AbstractThe kinetics of the coupling of 2‐bromo‐3,5‐dinitrothiophene 1 with various anilines 2a–f were studied in CH3CN at 20°C. The derived second‐order rate constants of anilines possessing an electron‐withdrawing group (e.g., 2d–f) were employed to determine the electrophilicity parameter E of the thiophene 1 according to the correlation equation log k20°C = sN (E + N), where N and sN are nucleophile‐specific parameters.

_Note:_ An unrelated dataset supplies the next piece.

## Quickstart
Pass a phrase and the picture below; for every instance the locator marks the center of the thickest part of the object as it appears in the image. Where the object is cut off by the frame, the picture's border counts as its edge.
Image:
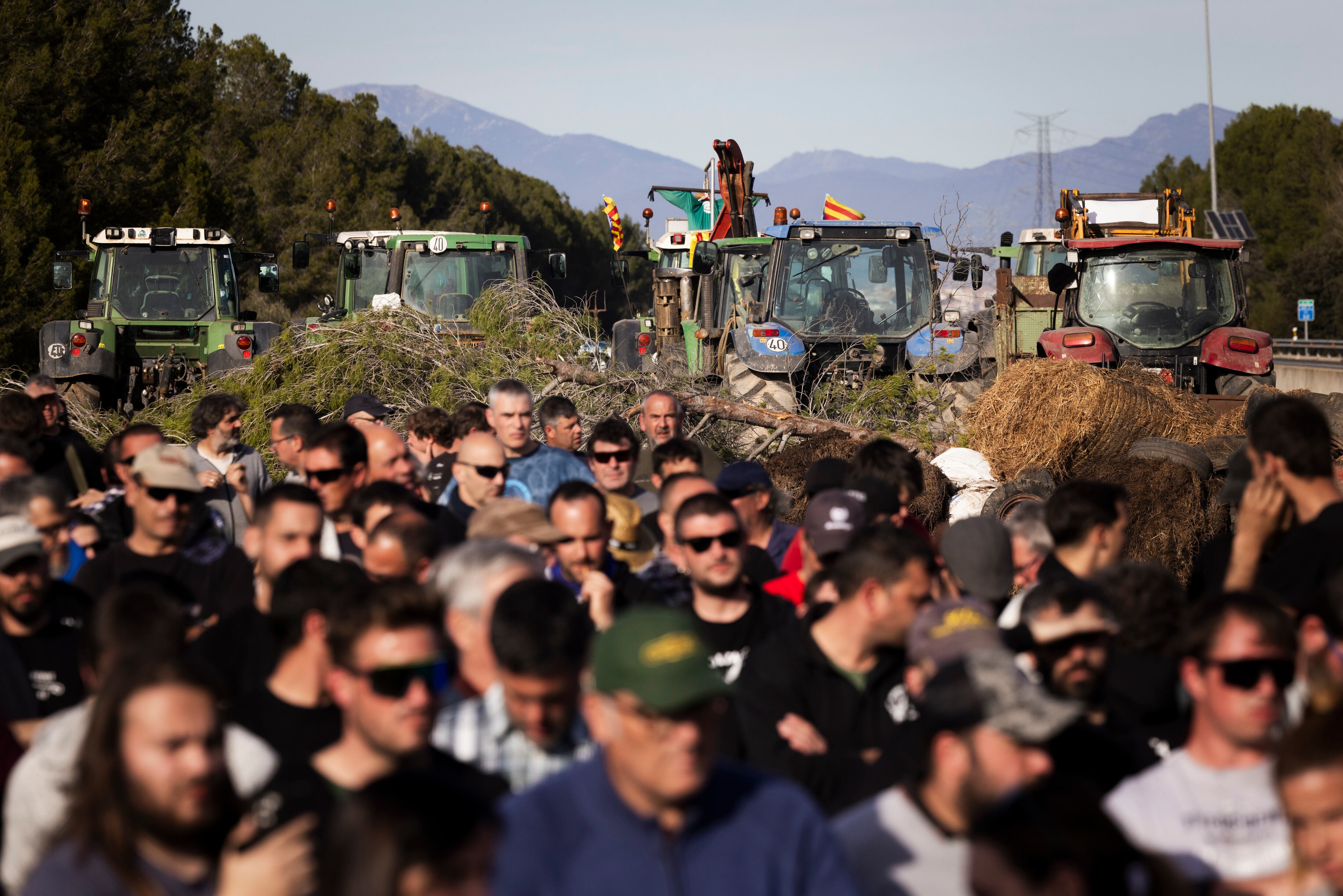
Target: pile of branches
(518, 331)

Nonlinear Brønsted and Hammett relationships are discussed, and it is shown that the reactions for donor anilines 2a–d proceed through a single‐electron transfer mechanism. Further support for this assumption was given by the observation that the nucleophilicity parameters N and E° values of oxidation potential constants are linearly related in a direct relationship with a correlation parameter of R2 = 0.9914. The effect of aniline nucleophilicity on reactivity was examined quantitatively on the basis of kinetic measurements, leading to a nonlinear relationship of log (k20°C) with nucleophilicity parameters (N). It is suggested that the observed nonlinear Mayr correlation can be effectively explored to evaluate the nucleophilicity parameters N of four‐substituted aniline radical cations XC6H4NH2+• (X = OH, OMe, Me) and studying their reactivity patterns. On the other hand, it is confirmed that the N values of HOC6H4NH2+• (15.60), MeOC6H4NH2+• (15.23) and MeC6H4NH2+• (14.19) thus obtained can be used to predict the second‐order rate constants for their reactions with N1‐methyl‐4‐nitro‐2,1,3 benzothiadiazolium tetrafluoroborate of known electrophilicity E. This study was one of the first that employed the Mayr approach for determining nucleophilicity parameters of radical cations.